Porsche recently relocated 1.5 million endangered honey bees to an undeveloped patch of land at their Leipzig factory. If you haven't heard, bee populations are in trouble around the world. And though they may occasionally sting us, we really need them to do their whole pollination thing; bees are beyond vital keeping most things alive on our planet.
The conundrum for the automotive enthusiast (which, if you are reading this at The Drive, most likely includes you) is that our beloved car is not exactly environmentally friendly. Even with electric cars, hybrids, alternative fuels, new emissions-scrubbing technologies, and everything "green" you can throw at a vehicle, your car is a rolling EPA Superfund site. If we want to continue to have nice things, we need to make sure we are doing what we can to help clean up the world. Which is what Porsche is doing with a frightening amount of bees.
According to a press release, Porsche giving a new home to 25 colonies of bees in off-road area of their Leipzig factory property. Porsche has used the land as a conservation area since they acquired it in 2000. The former military site has been completely transformed back to it's natural state, and is home to many types of critters including birds, frogs, bats, insects, rabbits, wild horses, and 75 aurochs.
The bees can now do all their bee things without disturbing too many people. Plus, Porsche is going to harvest their honey, which will be used for "employee catering" at the Leipzig plant. If my German translation is correct, "employee catering" is a nice way of saying cafeteria. Though, this being Porsche, it's probably the nicest lunch room you'll ever see. Customers visiting the Leipzig plant may also get a chance to buy some Porsche honey later this year.
I can't even imagine what Porsche honey would cost. Given that you can buy 100 Porsche 911-shaped paper clips for $20 versus 5000 regular paperclips for $17 on Amazon, I would guess the honey isn't going to be cheap. But I bet it'll be some of the best honey you'll ever have.

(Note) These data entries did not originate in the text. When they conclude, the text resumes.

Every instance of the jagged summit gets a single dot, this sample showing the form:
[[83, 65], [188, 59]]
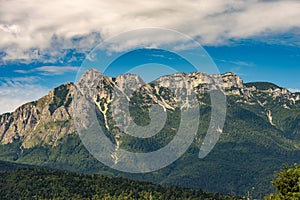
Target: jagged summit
[[33, 121]]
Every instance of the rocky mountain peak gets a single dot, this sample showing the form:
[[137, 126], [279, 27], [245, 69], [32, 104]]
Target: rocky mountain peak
[[48, 119]]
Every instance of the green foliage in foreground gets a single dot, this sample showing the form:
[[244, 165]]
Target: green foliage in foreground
[[33, 183], [287, 183]]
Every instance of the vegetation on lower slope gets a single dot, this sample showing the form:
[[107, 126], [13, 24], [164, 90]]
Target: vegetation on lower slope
[[287, 183], [34, 183]]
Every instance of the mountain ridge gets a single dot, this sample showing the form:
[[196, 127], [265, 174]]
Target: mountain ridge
[[261, 131], [53, 106]]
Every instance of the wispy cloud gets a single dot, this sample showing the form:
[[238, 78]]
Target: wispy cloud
[[238, 63], [30, 29], [49, 70]]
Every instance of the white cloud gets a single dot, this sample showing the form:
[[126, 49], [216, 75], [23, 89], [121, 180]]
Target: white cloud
[[50, 26], [294, 90], [17, 91], [49, 70]]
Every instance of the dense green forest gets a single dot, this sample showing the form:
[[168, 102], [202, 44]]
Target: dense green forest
[[287, 183], [26, 182]]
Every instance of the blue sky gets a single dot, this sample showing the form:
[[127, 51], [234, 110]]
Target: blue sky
[[42, 45]]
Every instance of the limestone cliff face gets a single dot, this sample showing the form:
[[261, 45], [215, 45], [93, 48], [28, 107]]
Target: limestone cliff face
[[41, 122], [50, 118]]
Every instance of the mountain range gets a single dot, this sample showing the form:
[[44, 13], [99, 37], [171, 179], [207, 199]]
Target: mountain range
[[260, 134]]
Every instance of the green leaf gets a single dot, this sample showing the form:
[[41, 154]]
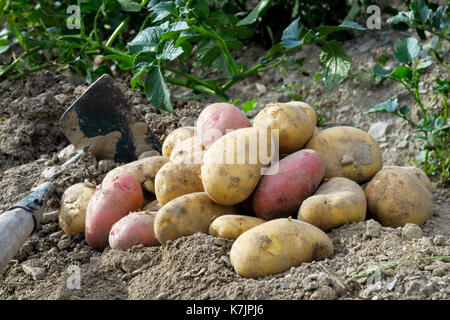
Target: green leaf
[[335, 62], [380, 72], [129, 5], [406, 50], [296, 34], [346, 25], [249, 105], [156, 89], [255, 13], [146, 40], [389, 105], [169, 51]]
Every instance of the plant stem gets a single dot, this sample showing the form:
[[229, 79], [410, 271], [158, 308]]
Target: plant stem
[[117, 32], [17, 60]]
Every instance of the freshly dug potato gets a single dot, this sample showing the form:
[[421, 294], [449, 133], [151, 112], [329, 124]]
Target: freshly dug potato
[[287, 183], [278, 245], [174, 180], [348, 152], [305, 108], [176, 136], [144, 170], [232, 166], [396, 196], [112, 200], [336, 202], [231, 226], [189, 151], [214, 121], [294, 126], [135, 228], [72, 212], [186, 215]]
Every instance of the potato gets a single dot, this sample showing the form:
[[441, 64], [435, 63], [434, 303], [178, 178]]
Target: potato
[[305, 108], [135, 228], [176, 136], [336, 202], [348, 152], [397, 196], [278, 245], [186, 215], [144, 170], [189, 151], [112, 200], [287, 183], [174, 180], [72, 212], [232, 166], [294, 126], [231, 226], [214, 121]]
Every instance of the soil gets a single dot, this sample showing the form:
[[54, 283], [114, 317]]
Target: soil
[[198, 267]]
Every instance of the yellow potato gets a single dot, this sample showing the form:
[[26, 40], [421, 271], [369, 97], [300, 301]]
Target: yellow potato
[[176, 136], [336, 202], [231, 226], [278, 245], [305, 108], [144, 170], [189, 151], [397, 196], [294, 126], [232, 165], [348, 152], [186, 215], [72, 212], [176, 179]]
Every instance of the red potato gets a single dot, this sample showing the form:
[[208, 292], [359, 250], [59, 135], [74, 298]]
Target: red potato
[[282, 190], [112, 200], [135, 228], [216, 118]]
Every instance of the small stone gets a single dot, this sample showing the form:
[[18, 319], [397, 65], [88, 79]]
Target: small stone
[[439, 240], [378, 129], [63, 244], [324, 293], [150, 153], [49, 217], [402, 144], [373, 228], [34, 272], [411, 231]]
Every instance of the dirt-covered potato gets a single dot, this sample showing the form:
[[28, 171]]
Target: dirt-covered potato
[[135, 228], [231, 226], [111, 201], [176, 179], [232, 166], [176, 136], [144, 170], [214, 121], [287, 183], [186, 215], [294, 125], [189, 151], [336, 202], [397, 196], [72, 212], [305, 108], [278, 245], [348, 152]]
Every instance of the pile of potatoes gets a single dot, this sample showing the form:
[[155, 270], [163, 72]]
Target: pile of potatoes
[[277, 206]]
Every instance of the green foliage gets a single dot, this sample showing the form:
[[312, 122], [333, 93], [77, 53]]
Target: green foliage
[[432, 128]]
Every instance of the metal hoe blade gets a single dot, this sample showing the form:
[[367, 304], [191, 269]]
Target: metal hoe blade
[[103, 122]]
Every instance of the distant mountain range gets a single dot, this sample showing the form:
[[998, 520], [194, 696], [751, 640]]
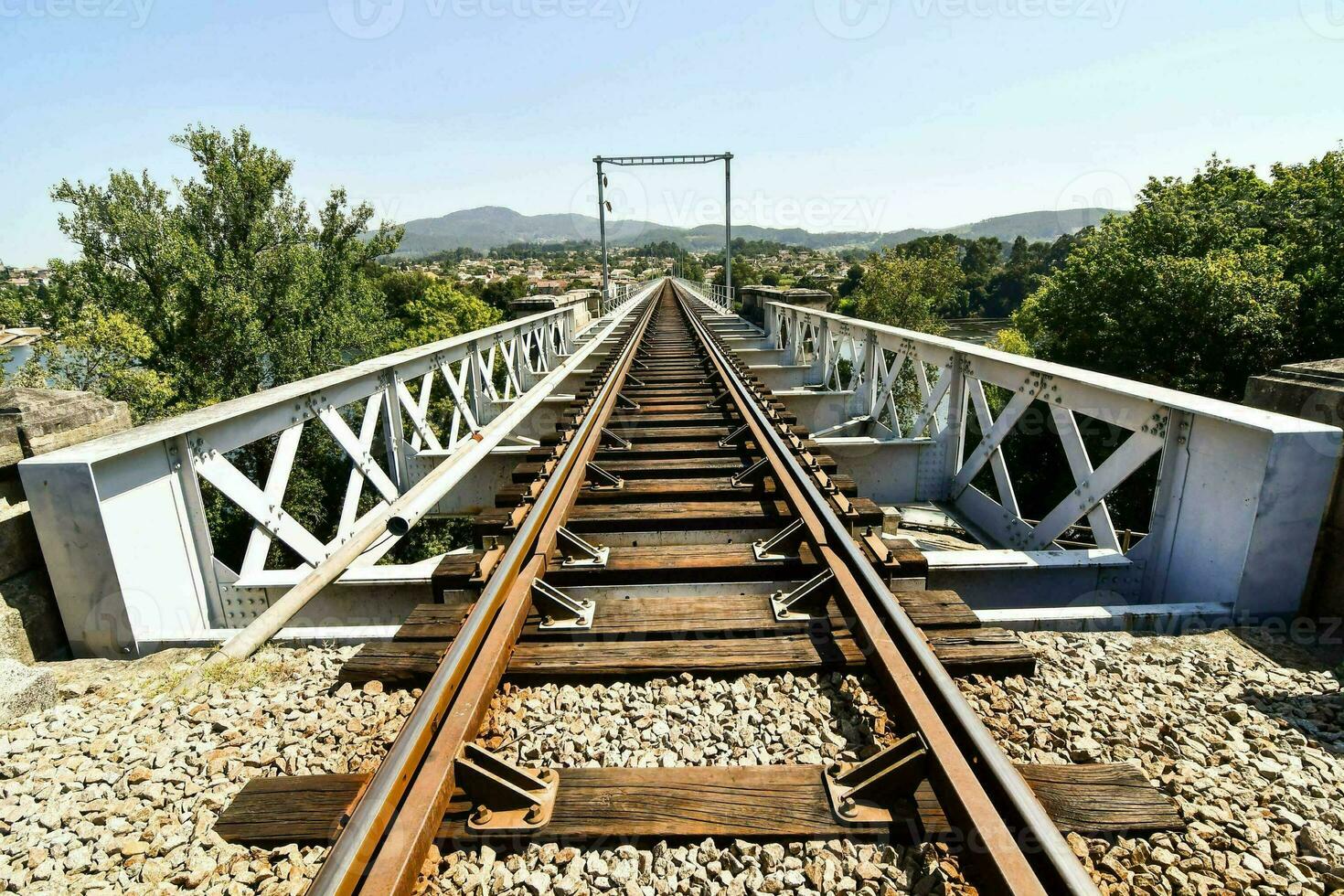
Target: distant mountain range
[[491, 226]]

Included in the press release was this great info-graphic about the Porsche bees.
You also might be asking "What exactly is an auroch?" Answer: it's an extinct cattle that apparently Porsche (or someone) brought back to life. (No really, it was extinct.) Porsche is doing their part to be good environmental stewards, as should we all. So get out there, recycle some stuff, save a bee, and let some extinct mammal roam around in your backyard.